A proteção de dados cibernéticos no Brasil.

Enviada em 22/10/2020

Desde o século passado, várias empresas passaram a armazenar dados de seus clientes em computadores. Essa troca de armazenamento (do papel para a tecnologia), representou um avanço tecnológico, acompanhado do menor espaço para guardá-los e da menor compra de papel. Apesar disso, ela trouxe malefícios como a compra e venda de informações pessoais, o que configura um problema por invadir a privacidade de um indivíduo, e ocorre em virtude da legislação fraca e da falta de diálogos com as crianças. Visto isso, urge que as escolas e os pais ensinem a elas como utilizar a internet e que revisem-se as leis constantemente para garantir essa privacidade.
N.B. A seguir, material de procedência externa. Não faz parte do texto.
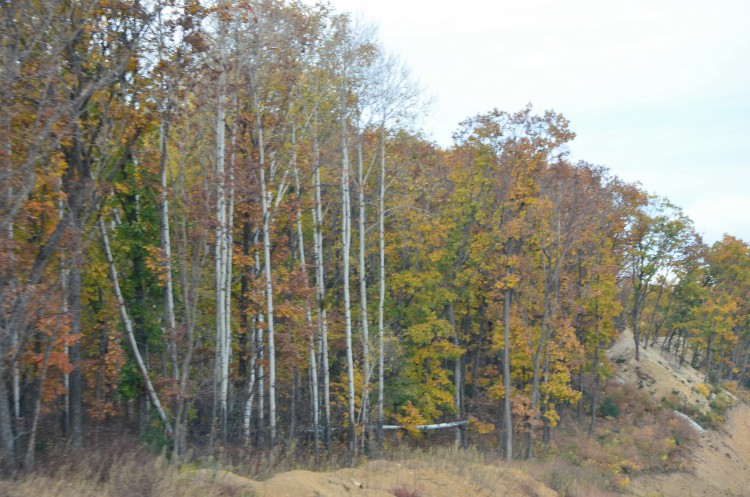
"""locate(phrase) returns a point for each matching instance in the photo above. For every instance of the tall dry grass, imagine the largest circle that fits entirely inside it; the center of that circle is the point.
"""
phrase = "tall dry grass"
(119, 469)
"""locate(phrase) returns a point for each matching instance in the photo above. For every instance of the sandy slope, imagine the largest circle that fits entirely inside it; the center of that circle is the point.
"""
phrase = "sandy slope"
(721, 462)
(381, 478)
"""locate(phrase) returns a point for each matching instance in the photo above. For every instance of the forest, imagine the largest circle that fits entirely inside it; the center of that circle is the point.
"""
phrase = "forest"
(221, 226)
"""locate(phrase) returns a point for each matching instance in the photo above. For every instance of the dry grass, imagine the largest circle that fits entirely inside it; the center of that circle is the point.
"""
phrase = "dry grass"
(120, 470)
(645, 438)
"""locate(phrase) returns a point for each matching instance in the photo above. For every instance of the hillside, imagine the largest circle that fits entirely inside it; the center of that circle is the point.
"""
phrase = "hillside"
(721, 459)
(719, 463)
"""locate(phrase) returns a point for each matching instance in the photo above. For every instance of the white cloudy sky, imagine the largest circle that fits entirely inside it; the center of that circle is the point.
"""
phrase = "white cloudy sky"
(656, 90)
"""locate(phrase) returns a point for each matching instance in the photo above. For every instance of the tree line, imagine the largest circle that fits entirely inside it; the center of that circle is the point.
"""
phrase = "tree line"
(220, 225)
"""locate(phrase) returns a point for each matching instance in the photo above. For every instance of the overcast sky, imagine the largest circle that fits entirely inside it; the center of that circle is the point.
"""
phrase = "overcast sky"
(656, 90)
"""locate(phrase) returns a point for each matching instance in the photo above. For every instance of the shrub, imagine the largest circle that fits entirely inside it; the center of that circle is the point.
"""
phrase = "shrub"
(703, 389)
(609, 408)
(402, 491)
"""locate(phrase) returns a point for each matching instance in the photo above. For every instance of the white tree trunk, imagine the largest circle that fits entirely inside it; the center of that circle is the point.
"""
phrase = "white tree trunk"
(129, 330)
(317, 214)
(220, 273)
(365, 417)
(308, 312)
(166, 245)
(265, 201)
(346, 234)
(381, 288)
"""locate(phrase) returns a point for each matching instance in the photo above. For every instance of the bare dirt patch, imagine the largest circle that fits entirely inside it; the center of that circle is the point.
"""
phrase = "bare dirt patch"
(721, 460)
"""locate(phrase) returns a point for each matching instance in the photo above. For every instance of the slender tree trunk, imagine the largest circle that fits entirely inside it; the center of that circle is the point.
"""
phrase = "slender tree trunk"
(363, 296)
(506, 376)
(129, 330)
(75, 390)
(381, 290)
(315, 403)
(317, 214)
(597, 382)
(269, 304)
(166, 246)
(346, 234)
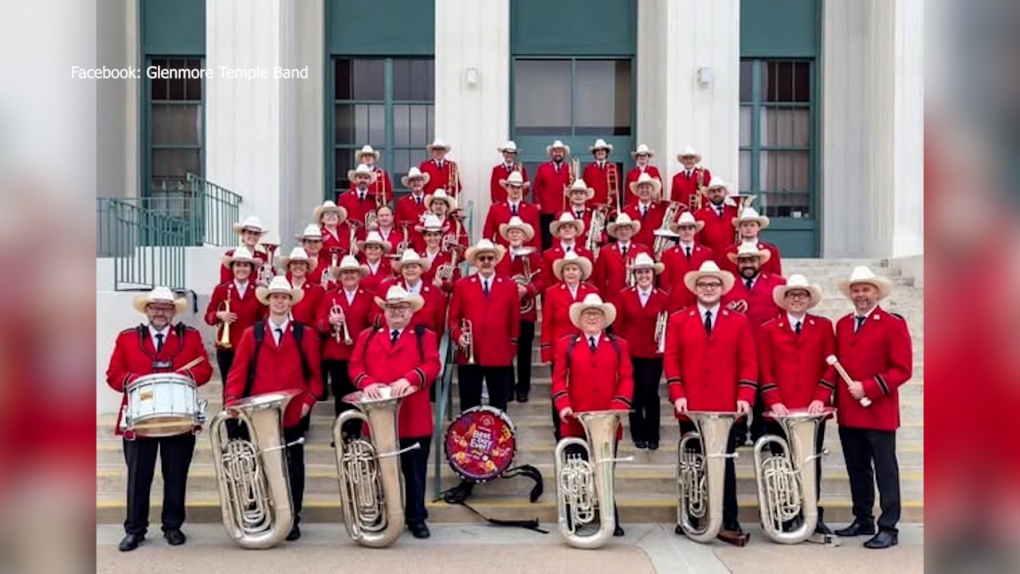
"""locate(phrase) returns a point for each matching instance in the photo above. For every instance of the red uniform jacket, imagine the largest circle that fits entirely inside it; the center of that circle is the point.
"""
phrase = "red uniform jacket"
(549, 186)
(880, 355)
(356, 315)
(594, 381)
(497, 194)
(500, 213)
(677, 265)
(495, 319)
(684, 187)
(610, 273)
(792, 368)
(712, 372)
(278, 368)
(636, 323)
(247, 308)
(378, 361)
(556, 315)
(134, 357)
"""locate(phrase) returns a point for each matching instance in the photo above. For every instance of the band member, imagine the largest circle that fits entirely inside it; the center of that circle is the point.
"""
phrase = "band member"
(692, 179)
(524, 262)
(405, 359)
(642, 156)
(281, 359)
(485, 320)
(874, 348)
(711, 365)
(156, 347)
(570, 271)
(750, 224)
(686, 256)
(592, 372)
(550, 180)
(513, 206)
(503, 171)
(641, 310)
(443, 172)
(792, 352)
(234, 306)
(612, 268)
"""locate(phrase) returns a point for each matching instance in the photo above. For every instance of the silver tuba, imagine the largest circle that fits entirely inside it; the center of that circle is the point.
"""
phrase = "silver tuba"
(786, 486)
(254, 484)
(585, 486)
(371, 486)
(700, 475)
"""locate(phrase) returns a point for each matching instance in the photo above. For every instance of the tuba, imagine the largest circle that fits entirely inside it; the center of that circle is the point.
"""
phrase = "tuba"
(700, 475)
(584, 482)
(371, 486)
(786, 487)
(254, 484)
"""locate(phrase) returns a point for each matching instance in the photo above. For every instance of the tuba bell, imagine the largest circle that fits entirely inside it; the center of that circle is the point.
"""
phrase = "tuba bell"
(584, 481)
(371, 486)
(254, 484)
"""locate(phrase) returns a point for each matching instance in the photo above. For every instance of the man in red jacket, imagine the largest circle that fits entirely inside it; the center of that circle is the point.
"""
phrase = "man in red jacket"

Em primeira análise, é notável que leis poucos específicas deixam brechas para a ocorrência de crimes. Nesse sentido, cita-se a Lei Geral de Proteção de Dados Pessoais, ratificada no Brasil em agosto de 2018, que promove diversos protocolos às indústrias, quanto ao uso de conhecimentos sobre seus clientes. Sob essa ótica, comprova-se que há uma maior segurança quanto ao assunto hoje, contudo, a manipulação de dados era possível no passado e não havia punição para o crime, devido a lei ampla. Desse modo, percebe-se que sem a norma e com essa venda, as pessoas eram enclausuradas em bolhas de informação por conta da apresentação de um conteúdo direcionado, baseado no histórico de pesquisa, e a consequente alienação.

Ademais, vale ressaltar que a falta de diálogo entre escola/pais com as crianças impede que estas tenham noção dos perigos da rede. Nessa perspectiva, Pitágoras dizia que era necessário educar crianças para não castigar os homens. À luz desse pensamento, o matemático e filósofo afirma que, se deixar esse público jovem bem informado sobre o tema, eles terão menos chances de cair em ataques criminosos e de depositarem  suas confidencias em sites perigosos. Dessa maneira, constata-se que, sem o prévio conhecimento, elas ficam suscetíveis ações que podem prejudicar sua dignidade, além de acessar sites com conteúdo adulto.

Portanto, com o intuito de evitar que essa faixa etária entre em sites desconfiáveis e/ou sejam vítimas de cibercrimes, as escolas em conjunto com os pais, devem mostrar os riscos do uso dessa tecnologia e ensiná-las a como utilizar a rede da melhor forma. Tal ação deve ser feita por meio de palestras, que contem com a participação de especialistas assunto para melhor proveito, e de diálogos com elas. Além disso, o Poder Legislativo deve reavaliar as leis constantemente, por intermédio de consultas aos desenvolvedores de sistemas, a fim de não deixá-las desatualizadas e com furos que permitam a ocorrência de atos que violem a integridade dos brasileiros. São com essas ações que os habitantes do país desfrutarão da plena segurança virtual.